Pour nous, les nantis, il est parfois difficile d’imaginer la vie de ceux qui travaillent toute une vie à ramasser nos ordures, à porter des sacs de ciments, ou à s’occuper de nos vieux parents pour un salaire misérable. Ils nous servent et sont indispensables, mais nous ne voulons rien savoir de leur vie et de leurs petites misères qu’ils acceptent patiemment. Nous préférons ne pas savoir…
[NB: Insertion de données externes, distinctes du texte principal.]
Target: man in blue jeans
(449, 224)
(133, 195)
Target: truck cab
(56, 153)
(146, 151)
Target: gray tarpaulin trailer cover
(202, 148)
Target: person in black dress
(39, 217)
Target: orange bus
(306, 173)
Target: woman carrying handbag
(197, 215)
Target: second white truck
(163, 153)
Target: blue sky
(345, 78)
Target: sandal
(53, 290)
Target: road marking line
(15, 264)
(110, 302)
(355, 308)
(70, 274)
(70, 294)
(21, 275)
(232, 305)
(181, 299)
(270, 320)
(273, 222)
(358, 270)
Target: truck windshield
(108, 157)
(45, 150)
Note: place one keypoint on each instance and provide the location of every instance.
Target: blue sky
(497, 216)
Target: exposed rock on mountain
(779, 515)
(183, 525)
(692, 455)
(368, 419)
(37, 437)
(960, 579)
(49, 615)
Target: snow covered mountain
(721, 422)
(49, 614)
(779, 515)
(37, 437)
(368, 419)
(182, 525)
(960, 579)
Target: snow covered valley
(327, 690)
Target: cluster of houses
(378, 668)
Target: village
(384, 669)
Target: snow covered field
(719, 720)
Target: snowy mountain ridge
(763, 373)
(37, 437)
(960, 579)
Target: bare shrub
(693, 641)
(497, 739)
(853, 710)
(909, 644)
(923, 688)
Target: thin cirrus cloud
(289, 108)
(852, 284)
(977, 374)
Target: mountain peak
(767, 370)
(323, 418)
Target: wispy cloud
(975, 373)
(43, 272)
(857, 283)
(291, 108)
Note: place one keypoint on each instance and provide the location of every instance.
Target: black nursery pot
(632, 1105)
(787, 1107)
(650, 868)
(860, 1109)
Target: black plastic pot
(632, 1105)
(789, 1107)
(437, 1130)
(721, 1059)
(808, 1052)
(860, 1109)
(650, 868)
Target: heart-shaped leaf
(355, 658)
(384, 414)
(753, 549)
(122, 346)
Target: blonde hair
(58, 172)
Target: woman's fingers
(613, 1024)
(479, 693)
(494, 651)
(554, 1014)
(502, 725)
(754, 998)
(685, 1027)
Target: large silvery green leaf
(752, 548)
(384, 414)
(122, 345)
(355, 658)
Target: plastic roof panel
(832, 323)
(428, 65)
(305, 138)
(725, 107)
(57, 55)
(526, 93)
Édouard Louis fait cette remarque qui nous montre l’importance du fossé : « Il faut être entré dans ces deux mondes pour ressentir à quel point la différence est réelle, et à quel point elle est partout, pas seulement dans l’argent mais dans les façons de penser, de marcher, de respirer, partout ». Pour prendre conscience du fossé, il faut avoir été sur l’autre rive et mesurer l’ampleur de l’injustice… Sans prise de conscience, il ne peut y avoir de révolte.
La prise de conscience peut être explosive !
Le sentiment d’injustice fonctionne comme les volcans, cela bouillonne longtemps dans les profondeurs de l’esprit avant d’exploser soudain. C’est pourquoi les révolutions sont dangereuses, car l’énergie qu’elles génèrent n’est plus maitrisable.
Il en est de même avec les individus, nous pouvons beaucoup supporter, longtemps, jusqu’au jour où le ressentiment est si fort que nous passons à l’acte qui peut aller jusqu’au meurtre…
J’ai fait récemment une lecture improbable : « L’anarchiste qui tua Sissi ». Il s’agit des mémoires de Luigi Lucheni, l’homme qui assassina Sissi, impératrice d’Autriche, le 10 septembre 1898 sur les rives du lac à Genève. Il a voulu, dit-il, « venger les persécuteurs des ouvriers ». Il décrit un auto-portrait d’un enfant martyr, abandonné à la naissance et ensuite ballotté, méprisé, humilié, exploité par des maitres successifs.
C’est dans sa prison helvétique qu’il explique l’origine de son geste, la conscience de classe, lorsqu’il décrit sa vie de misère. Mais Lucheni n’oublie jamais que son cas n’est pas isolé : ils étaient légion, les enfants comme lui. Son récit est émouvant car il est sans haine, son geste fut symbolique et expiatoire. Il parle de cet « amour méprisé qui engendre la haine ». Il nous aide à comprendre le mécanisme très humain qui mène au ressentiment face à l’injustice.
Par analogie, nous pouvons entrevoir le même ressentiment qui traverse en profondeur la société française. Passera-t-elle à l’acte sous forme d’une explosion de type volcanique, ou bien, gardera-t-elle au fond d’elle, cette frustration finalement acceptée, par résignation ? C’est l’éternel problème du fort qui profite de la faiblesse du faible… jusqu’à l’atteindre l’au-delà du tolérable.